L’armée burkinabè accusée d’avoir tué des civils
20 avril 2020Human Rights Watch indique dans son communiqué que ces exécutions extrajudiciaires ont eu lieu le 9 avril à Djibo, une ville située à 200 kilomètres au nord de la capitale Ouagadougou.
"Les victimes ont été interpellées dans plusieurs quartiers, alors qu'elles étaient en train d'abreuver leur bétail, de marcher ou étaient assises devant leurs domiciles", par des militaires, venant vraisemblablement du camp du Groupement des Forces antiterroristes de Djibo, précise l’ONG.
Selon le document, les hommes arrêtés "ont été placés à bord d'un convoi formé d'une dizaine de véhicules militaires, dont des camionnettes, une voiture blindée et des motos. Plusieurs d'entre eux avaient les yeux ou les mains liés. Les habitants ont déclaré qu'aucun n'était armé".
Des appels à une enquête indépendante
Les membres de la communauté peule, qui sont régulièrement pris à partie, ont été ciblés par les forces de sécurité, selon Corinne Dufka, directrice pour l'Afrique de l'Ouest à Human Rights Watch.
"Les groupes djihadistes ont concentré leurs revendication en faveur des communautés peules et la plupart de leurs victimes sont de l’autre communauté Mossi. C'est pourquoi on a recommandé encore une fois qu'ils (les autorités, ndlr), ouvrent une enquête. Et on a recommandé aussi que la communauté internationale s'assure que l'assistance militaire aux forces de sécurité ne soit pas utilisée par les unités responsables de ces massacres et autres exactions", explique-t-elle.
Une enquête, c’est ce que préconise aussi Désiré Boniface Somé, enseignant-chercheur en sociologie à l'université Ouaga I.
Il indique que "l'Assemblée nationale peut mettre en place une enquête parlementaire.
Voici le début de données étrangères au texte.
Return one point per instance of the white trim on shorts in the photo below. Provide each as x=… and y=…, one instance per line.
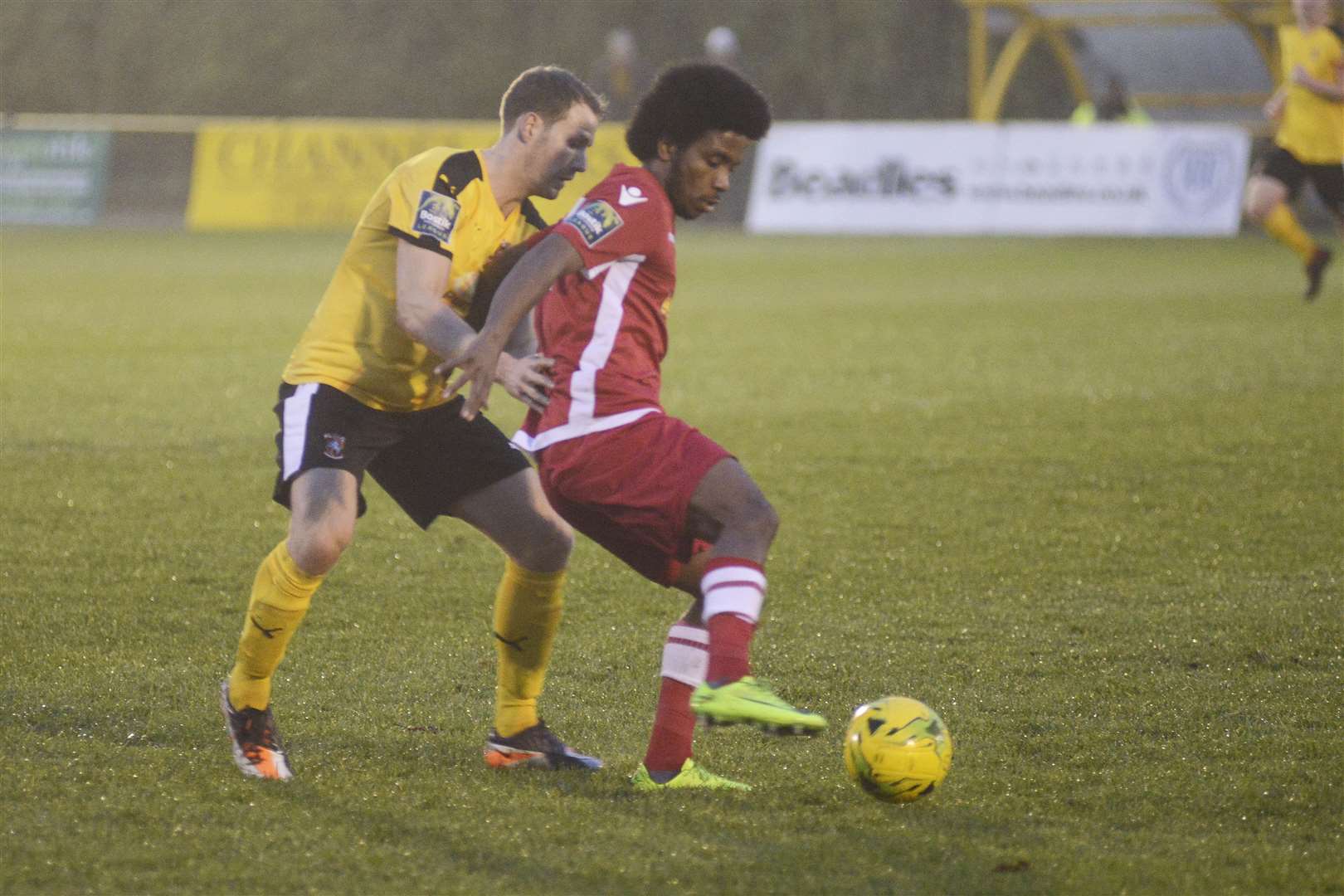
x=295, y=429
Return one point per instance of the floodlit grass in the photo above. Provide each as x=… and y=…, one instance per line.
x=1083, y=497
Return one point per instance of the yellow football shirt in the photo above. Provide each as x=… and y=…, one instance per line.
x=440, y=201
x=1313, y=127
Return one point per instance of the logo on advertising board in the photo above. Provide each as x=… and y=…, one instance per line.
x=594, y=221
x=1198, y=175
x=436, y=215
x=888, y=179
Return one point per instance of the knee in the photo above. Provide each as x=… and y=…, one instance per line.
x=758, y=518
x=1254, y=208
x=548, y=547
x=1259, y=202
x=316, y=548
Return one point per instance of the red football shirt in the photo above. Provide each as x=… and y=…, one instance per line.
x=606, y=325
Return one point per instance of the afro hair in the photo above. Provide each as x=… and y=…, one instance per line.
x=691, y=100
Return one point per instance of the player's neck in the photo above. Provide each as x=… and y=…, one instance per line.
x=504, y=175
x=660, y=168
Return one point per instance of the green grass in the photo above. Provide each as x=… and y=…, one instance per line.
x=1085, y=497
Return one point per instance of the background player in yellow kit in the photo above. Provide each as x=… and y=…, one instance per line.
x=359, y=394
x=1309, y=141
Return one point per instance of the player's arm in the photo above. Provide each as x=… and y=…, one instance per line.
x=1328, y=90
x=421, y=310
x=422, y=314
x=524, y=286
x=1274, y=105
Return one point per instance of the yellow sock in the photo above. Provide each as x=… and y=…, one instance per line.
x=279, y=601
x=527, y=616
x=1283, y=226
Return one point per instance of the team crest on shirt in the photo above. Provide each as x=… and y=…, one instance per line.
x=334, y=446
x=594, y=221
x=436, y=215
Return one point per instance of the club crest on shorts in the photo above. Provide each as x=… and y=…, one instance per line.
x=334, y=446
x=594, y=221
x=436, y=215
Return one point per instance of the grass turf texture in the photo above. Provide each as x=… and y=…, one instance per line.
x=1083, y=497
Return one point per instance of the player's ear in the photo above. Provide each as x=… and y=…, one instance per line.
x=528, y=127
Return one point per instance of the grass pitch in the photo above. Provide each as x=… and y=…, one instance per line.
x=1083, y=497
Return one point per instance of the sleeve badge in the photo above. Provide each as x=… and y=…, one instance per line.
x=596, y=221
x=436, y=215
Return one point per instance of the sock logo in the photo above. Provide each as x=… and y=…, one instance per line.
x=516, y=645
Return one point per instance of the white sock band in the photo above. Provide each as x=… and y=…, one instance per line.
x=738, y=590
x=686, y=655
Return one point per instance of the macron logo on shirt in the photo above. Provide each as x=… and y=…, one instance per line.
x=632, y=197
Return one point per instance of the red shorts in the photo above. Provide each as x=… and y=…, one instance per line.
x=629, y=488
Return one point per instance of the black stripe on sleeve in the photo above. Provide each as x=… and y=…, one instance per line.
x=420, y=240
x=457, y=173
x=533, y=217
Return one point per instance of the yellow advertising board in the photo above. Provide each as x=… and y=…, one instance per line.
x=318, y=175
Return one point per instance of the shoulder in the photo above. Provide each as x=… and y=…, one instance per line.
x=533, y=217
x=441, y=169
x=457, y=171
x=631, y=188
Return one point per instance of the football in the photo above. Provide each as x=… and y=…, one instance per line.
x=897, y=748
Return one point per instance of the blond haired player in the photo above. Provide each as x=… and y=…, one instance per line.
x=1309, y=141
x=359, y=394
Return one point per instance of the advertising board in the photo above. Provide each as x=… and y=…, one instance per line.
x=1040, y=179
x=52, y=178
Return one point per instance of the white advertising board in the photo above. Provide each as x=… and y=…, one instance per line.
x=1043, y=179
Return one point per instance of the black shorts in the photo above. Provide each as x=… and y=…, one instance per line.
x=425, y=460
x=1328, y=180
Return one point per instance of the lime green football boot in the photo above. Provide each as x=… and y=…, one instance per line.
x=753, y=702
x=691, y=777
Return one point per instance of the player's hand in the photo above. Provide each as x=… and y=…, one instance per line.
x=476, y=366
x=1274, y=106
x=526, y=379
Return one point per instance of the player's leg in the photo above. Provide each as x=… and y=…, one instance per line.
x=528, y=603
x=733, y=592
x=321, y=525
x=318, y=483
x=1269, y=195
x=470, y=470
x=1328, y=182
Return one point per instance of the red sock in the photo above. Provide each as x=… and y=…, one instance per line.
x=730, y=648
x=674, y=728
x=733, y=590
x=684, y=661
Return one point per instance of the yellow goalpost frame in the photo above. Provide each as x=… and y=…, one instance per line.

Le gouvernement du Burkina Faso devait en principe aussi, s'il n'a rien à craindre, lancer une enquête indépendante et les institutions internationales œuvrant dans le sens des droits de l'homme devraient aussi être en mesure de conduire des enquêtes."
Indépendance de la justice
Pour produire cette enquête, Human Rights Watch précise avoir "mené des entretiens avec 17 personnes ayant connaissance des tueries du 9 avril, dont 12 témoins des arrestations puis de l'enterrement des corps", qui "ont établi une liste des victimes, toutes peules".
Par ailleurs, l'ONG déclare avoir transmis une copie de son rapport au gouvernement burkinabè qui n’a réussi à être contacté par la rédaction de la DW.
Cependant, le premier vice-président de l'Assemblée nationale, Bénéwendé Stanislas Sankara, estime que son pays ne doit pas subir de pressions de l’extérieur.
"Je suis outré de voir que certains peuvent croire qu’à travers une pression que mèneraient l'Union européenne, les USA et la France sur le Burkina Faso, on pourrait aboutir à cette enquête. Nous avons désormais un système judiciaire indépendant, libre, ou les magistrats qui se sont saisis de ce dossier vont faire un travail impeccable pour restaurer la vérité", soutient le président de l'Union pour la renaissance/Parti sankariste, membre de la majorité au pouvoir.
Human Rights Watch et plusieurs autres organisations de la société civile burkinabè ont plusieurs fois tiré la sonnette d’alarme sur les violences perpétrées par les forces de sécurité contre les populations, notamment celles du nord du pays.